Should You Ever Borrow Money From A Friend?


Okay, today we are going to discuss borrowing money from a friend or a family member. 

I’m going to say it’s a bad idea, if you say you’re going to borrow money that means you’re going to pay it back. It creates a very awkward situation with friends and family when you borrow money. 

But if you do have to borrow money in case of an emergency, come to them with the solution not the problem. Come to them and say “I need to borrow $4000, and this is what I’m going to use it for. If you allow me to borrow the money, this is how I will pay it back” and then stick to that no matter what. Remember, lives and relationships have been ruined by family members and friends who borrow money.

Normally, if you borrow money from an institution of any kind, you would be paying interest.

So, it’s only fair if you decide and I’m saying IF you decide to borrow money from a family member, a friend or a coworker that you pay them an interest rate that is slightly higher than the lowest interest rates.

In other words if the current interest rate is 3.5% pay them 4% because they’re actually giving you money from their pocket counting on you to return it.

You should never owe someone $15,000 for 10 years.

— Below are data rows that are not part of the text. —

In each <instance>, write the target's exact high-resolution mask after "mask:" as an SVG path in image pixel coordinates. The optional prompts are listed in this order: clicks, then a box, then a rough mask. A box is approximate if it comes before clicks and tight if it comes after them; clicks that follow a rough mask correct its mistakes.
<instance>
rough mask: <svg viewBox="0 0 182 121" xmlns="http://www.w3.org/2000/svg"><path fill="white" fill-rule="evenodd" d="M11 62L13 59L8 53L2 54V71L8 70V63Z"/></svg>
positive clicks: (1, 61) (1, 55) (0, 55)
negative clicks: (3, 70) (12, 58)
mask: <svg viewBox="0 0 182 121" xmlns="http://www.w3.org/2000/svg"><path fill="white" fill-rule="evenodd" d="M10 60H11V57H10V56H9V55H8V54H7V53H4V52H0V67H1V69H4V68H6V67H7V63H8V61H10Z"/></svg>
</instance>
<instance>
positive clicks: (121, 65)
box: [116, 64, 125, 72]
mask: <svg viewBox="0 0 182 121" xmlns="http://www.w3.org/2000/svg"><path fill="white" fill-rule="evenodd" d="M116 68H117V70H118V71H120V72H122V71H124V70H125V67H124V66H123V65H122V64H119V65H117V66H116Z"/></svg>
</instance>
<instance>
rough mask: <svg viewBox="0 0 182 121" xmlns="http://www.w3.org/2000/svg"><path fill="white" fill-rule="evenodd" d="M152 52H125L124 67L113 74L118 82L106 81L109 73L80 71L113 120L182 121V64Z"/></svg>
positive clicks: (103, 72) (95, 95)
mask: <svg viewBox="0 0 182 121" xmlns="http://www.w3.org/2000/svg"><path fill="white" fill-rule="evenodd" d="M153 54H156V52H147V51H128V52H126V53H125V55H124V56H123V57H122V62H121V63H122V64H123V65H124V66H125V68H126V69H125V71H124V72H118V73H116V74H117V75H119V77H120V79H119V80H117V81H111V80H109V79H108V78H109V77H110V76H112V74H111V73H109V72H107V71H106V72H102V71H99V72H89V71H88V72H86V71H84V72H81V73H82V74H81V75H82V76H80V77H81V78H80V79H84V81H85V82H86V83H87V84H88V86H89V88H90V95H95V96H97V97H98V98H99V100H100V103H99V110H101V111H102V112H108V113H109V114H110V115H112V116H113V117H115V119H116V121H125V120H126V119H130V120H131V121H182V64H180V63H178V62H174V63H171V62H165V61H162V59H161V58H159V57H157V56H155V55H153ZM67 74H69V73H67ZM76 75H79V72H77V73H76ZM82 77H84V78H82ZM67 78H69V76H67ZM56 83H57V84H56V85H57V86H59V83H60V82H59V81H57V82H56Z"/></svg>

I will tell you there are some scary things about borrowing money from friends and family. Let me give you an instance, you borrow $4,000 from somebody so you can buy an updated computer because you don’t have room on your credit card and you don’t have cash.

So, you go to a friend that you know has cash put aside and you say, “I need to buy this computer for my work , I  promise I will pay it back. I will give you 4% interest and I will give you $400 a month for the next 10 months.” Your friend is a little uncomfortable, your friend is a little squirmy but says “you know I believe in you, we’re good friends, here is the money.”

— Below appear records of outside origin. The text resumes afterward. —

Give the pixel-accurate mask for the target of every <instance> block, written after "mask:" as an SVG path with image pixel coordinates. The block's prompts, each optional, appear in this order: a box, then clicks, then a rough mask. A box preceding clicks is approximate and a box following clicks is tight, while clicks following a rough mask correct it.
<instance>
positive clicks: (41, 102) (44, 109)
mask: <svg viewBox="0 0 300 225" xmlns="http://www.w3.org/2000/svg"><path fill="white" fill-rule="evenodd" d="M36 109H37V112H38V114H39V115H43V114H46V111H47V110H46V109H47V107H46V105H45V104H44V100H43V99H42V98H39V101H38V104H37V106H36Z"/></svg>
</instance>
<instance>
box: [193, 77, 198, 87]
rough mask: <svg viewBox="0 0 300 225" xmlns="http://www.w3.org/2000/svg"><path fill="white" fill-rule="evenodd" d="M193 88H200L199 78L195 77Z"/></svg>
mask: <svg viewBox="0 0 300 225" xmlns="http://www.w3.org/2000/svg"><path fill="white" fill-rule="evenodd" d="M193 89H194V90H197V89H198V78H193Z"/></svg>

Then 2 months later, you have not paid them any money back and you’re on vacation or you buy a car or you’re out spending money at clubs or doing something like that. The only way it is safe to borrow money from a family member, a friend or a coworker is that you have the payback set out in paper, you sign a note and you agree to this and under no circumstances do you break that agreement.

That means if something comes up for you to go to on a ski trip and you owe someone $800 you say to your friends “I’m sorry I can’t go on that ski trip. I owe my friend who got me out of a jam money .”

That’s the way to be honorable, that’s what we do when we have integrity and dignity: we honor our word.